Pour la foire du jeudi, dans les jardins de l’Alameda, on les voit arriver de leurs petites aldeas [5], toutes blanches, toutes ramassées sur les longues pentes humides, contre les bois de chênes et de pins. Ils tirent derrière eux une vache rousse, ou bien un couple de bœufs, ou trébuchent à suivre deux ou trois pores grognants liés par une patte. Quelques-uns, qui viennent sans rien qu’un peu d’argent sans doute au fond de leur poche montent de petits chevaux sans selle, habillés seulement d’une belle couverture éclatante à dessins jaunes sur un fond de larges rayures vertes, rouges et bleues.

Jeunes ou vieilles, les femmes, sur leurs tresses pendantes, portent un fichu clair orné de fleurs imprimées. Les hommes sont habillés de sombre velours, à côtes épaisses. Quelques-uns arborent encore le gilet galicien, de drap rouge, galonné et brodé comme le gilet breton. Ainsi, dès huit heures, par les routes et les ruedas commencent-ils d’arriver, lentement... Et sans plus se presser vont les retardataires que l’on croise encore à midi. On dirait que le tiède et paisible climat impose à tous les gestes sa modération ; ce n’est pas ici l’Espagne du soleil et des mules forcenées : c’est celle des pluies fréquentes et des tranquilles chars à bœufs.

Ils sont roux, ces grands bœufs, il est roux, absolument et uniformément roux, tout le bétail vacuno qu’on achète et qu’on vend à cette foire du jeudi. Cela fait, quand le temps est beau, sous les arbres de l’Alameda, un grouillement extraordinaire et de la plus intense lumière. On dirait le soleil lui-même, croulant à travers les feuilles, qui s’est abattu là par grands blocs de rayons vivants et chauds. Vers une heure après-midi, les bêtes dans le jardin restent à la garde de quelques enfants et toute la masse des rustiques se répand à travers la ville.
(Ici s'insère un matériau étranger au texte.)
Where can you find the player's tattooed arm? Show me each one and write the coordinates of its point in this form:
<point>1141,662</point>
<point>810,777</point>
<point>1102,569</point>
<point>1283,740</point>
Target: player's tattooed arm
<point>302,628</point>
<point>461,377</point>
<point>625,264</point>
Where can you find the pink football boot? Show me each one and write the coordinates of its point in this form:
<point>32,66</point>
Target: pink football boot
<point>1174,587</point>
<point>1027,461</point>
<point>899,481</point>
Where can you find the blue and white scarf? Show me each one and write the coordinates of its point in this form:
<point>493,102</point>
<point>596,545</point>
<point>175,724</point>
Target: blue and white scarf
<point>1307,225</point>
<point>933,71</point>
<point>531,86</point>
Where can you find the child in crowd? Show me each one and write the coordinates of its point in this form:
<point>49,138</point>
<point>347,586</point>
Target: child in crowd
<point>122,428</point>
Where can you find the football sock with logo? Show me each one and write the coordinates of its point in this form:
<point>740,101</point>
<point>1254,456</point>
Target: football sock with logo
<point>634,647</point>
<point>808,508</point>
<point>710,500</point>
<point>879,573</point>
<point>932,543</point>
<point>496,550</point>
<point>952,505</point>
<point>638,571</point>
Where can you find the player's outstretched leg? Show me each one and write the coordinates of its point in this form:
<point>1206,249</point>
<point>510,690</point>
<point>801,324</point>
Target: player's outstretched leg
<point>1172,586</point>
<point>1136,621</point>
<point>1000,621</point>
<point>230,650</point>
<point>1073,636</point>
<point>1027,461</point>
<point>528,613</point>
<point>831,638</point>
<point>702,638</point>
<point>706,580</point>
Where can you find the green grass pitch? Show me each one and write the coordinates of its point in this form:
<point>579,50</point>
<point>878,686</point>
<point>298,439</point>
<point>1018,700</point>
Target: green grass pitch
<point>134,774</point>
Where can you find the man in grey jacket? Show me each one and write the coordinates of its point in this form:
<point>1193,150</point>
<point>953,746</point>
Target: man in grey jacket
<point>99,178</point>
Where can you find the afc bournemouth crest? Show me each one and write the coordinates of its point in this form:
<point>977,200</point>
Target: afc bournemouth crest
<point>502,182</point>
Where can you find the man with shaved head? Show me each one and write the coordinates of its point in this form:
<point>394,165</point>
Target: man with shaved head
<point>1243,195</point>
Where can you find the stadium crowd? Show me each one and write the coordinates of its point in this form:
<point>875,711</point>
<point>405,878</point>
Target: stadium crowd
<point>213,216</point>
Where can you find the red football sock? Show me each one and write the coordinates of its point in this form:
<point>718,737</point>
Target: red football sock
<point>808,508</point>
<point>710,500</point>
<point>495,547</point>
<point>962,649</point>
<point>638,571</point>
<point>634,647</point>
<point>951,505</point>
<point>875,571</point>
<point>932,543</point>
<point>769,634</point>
Dans la rua del Villar, dans la calle Preguntoiro, petites, serrées, tortueuses et toutes grouillantes de vie, les femmes s’arrêtent devant les boutiques. Les corbeilles débordantes, les lourds paquets ficelés qu’elles portent sur leur tête, bien en équilibre, n’inquiètent en rien l’aisance de leur flânerie. En fichus à fleurs, en jupes bien froncées, leurs solides pieds nus étalés sur les dalles, elles admirent aux vitrines des cordonniers les fins petits souliers aux talons très hauts. Les bijoux aussi les attirent, surtout ces longues boucles d’oreilles, travaillées en filigrane d’or ou d’argent doré, et qui sont ici l’ornement de toutes, fut-ce les plus pauvres. Et puis, elles s’en vont acheter des étoffes, des châles, des nourritures aussi qu’on trouve seulement à la ville, sur la Plaza de Abastos. Les marchandes y sont accroupies près de leurs tréteaux en plein vent, ou de leurs paniers. Cela sent le poisson, le cuir et la percale fraîche, la pomme mûre et le piment chauffé. Quand elles ont traversé la Plaza de Abastos, les aldeanas sur leur tête, dans les larges corbeilles, portent un chargement plus lourd, mais dont elles continuent de n’être pas gênées. Les hommes vont près d’elles, balançant le bâton qui leur servira tout à l’heure à toucher leurs bœufs, silencieux, courbant un peu le buste, écartant les jambes, tels qu’ils ont pris l’habitude de se tenir dans les sentiers penchants de la montagne. Et comme la nuit va venir, ils s’en retournent tous vers les aldeas blanches, par les ruedas et les routes, le long des charrettes lourdes, ou bien au pas des chevaux qui portent au lieu de selle les couvertures éclatantes...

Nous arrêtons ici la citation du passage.